Yesterday, US markets were closed, having celebrated Labor Day. Until a few years before August become a particularly turbulent month, the Labor Day marked the beginning of the return of the main fund managers on Wall Street. In the coming days, investors will focus on the situation in China and future decisions of the Fed. The issues related to Fed should take a slight preponderance in relation to the theme of the Chinese economy. Fed’s apprehension does not relate exclusively to financial markets but also by the impact that rising interest rates in the US might cause in emerging markets and its companies, particularly at this stage. The rise in interest rates would lead to an appreciation of the US dollar and a general increase in US interest rates. This would reinforce selling pressure on commodities. The renewed weakness of raw materials would prolong negative effect on many emerging economies producing commodities. In addition, many emerging countries have issued debt in dollars (according to some estimates outside the United States was issued debt in US currency totaling 9,000,000 M.), so, with the appreciation of the US currency and rising interest rates, debt burden could become too heavy for some countries. In addition, many US oil companies, which have high debts, could be hit not only by the weakness in oil prices but also by the rise in interest rates. The Fed is faced with a dilemma which relates to the possible need to increase interest rates and the desire to further unsettle financial markets and emerging economies.

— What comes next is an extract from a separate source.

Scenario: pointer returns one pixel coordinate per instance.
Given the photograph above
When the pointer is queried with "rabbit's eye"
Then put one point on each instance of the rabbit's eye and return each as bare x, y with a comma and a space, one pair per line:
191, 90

Despite the alarming data from China, Asian markets closed without major fluctuations (with the exception of the Nikkei). In August, Chinese exports fell 5.50%, while imports fell 13.80%. As the drop in exports was lower than the drop of imports, the Chinese trade balance registered a surplus of 60,000 M.USD. However, these figures are worrying. Exports were the main engine of the economic expansion of China in the last two decades. The Chinese government aims to fund for its economy to replace this model by one which is more based on domestic consumption and private sector. But the decline in imports shows that this goal is not yet near. Domestic demand has been contracting, penalizing the demand for foreign products. The drop in Chinese imports have effects on the economies of other Asian countries. In August, Taiwan’s exports fell 14.80% and Korean’s fell 14.70%. In Japan, GDP slowed 1.20% in the 2nd quarter, less than the 1.80% forecast but still constitutes a worrying sign for the Abe Government.